I don’t know of a parallel in Java. If something doesn’t do what I need, then I don’t have a way to add in a modification that will do it, and bugs mean you just have to wait. Today’s issue for me is how the java.awt.Color object works.

Basically, it lacks the ability to multiply the color contained therein by either a scale factor or another color. To do that you have to release the previous instance and make a new one, which in my case could mean a lot of references tossed to the garbage collector, and it is slow way to do such a simple thing for thousands of color nodes anyway. That means the object is useless for things like color shifted bitmaps or lightening/darkening the color. There is a function to brighten or darken the bitmap, but it is by a fixed factor; you can’t specify the scaling yourself.

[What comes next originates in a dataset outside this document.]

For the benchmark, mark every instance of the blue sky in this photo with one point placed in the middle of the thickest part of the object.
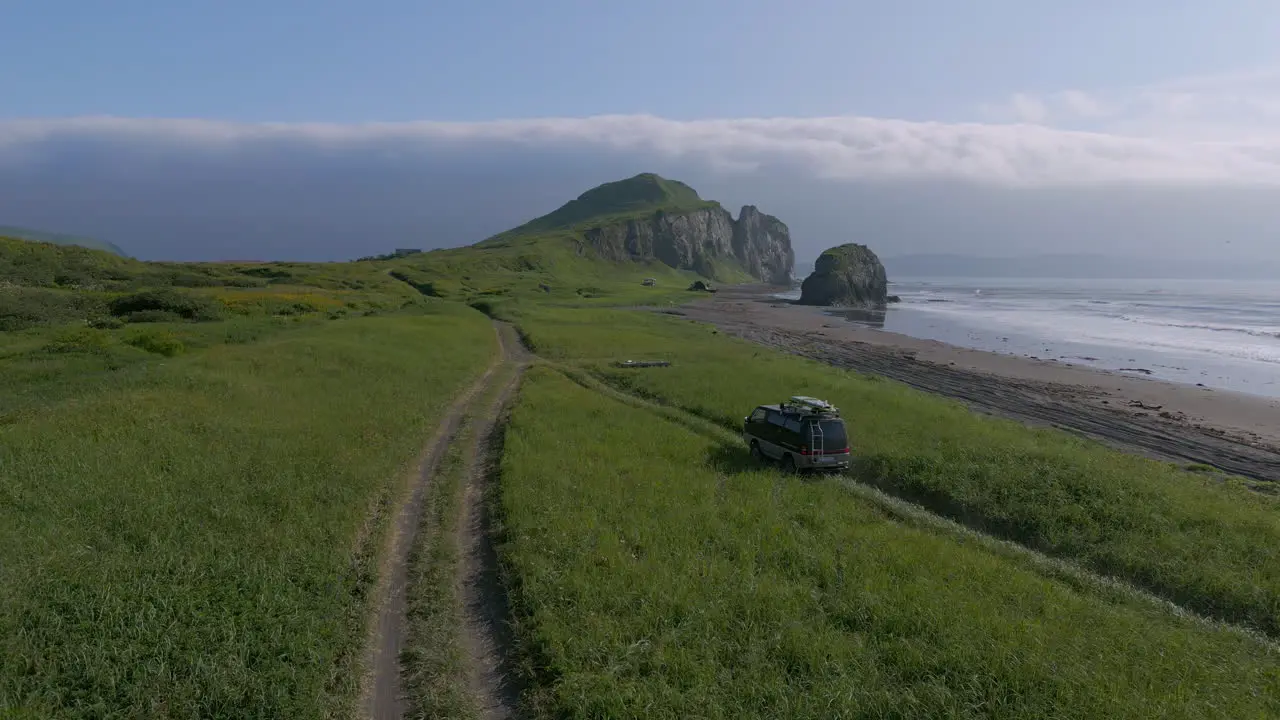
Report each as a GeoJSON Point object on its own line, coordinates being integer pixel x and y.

This is a nuisance, because what I would like to do is declare my own bitmaps that are arrays of Color objects, and then write their RGBA values directly to a BufferedImage and then blit said image to the screen. Instead, I either have to use arrays of integers for my bitmaps or make my own flavor of Color and use that.

Well, I chose the second path, and for my own purposes named it FastColor. It didn’t take long to write it, but it seems inelegant. Java gives so much, but when you are out of luck the improvisation feels tacked on. You don’t have a net with Java, and I don’t know where I will go if something doesn’t exist, and I can’t find a way around it. I always had the option to rewrite things at low levels if I needed to. It makes me want to rein in my ambitions when working with Java. I suppose that working low level in C/C++ is what the JNI is for…but I usually only need to tweak something, not rewrite the whole thing!

Oh, and I made good chili this weekend. The analog type. From a real cookbook.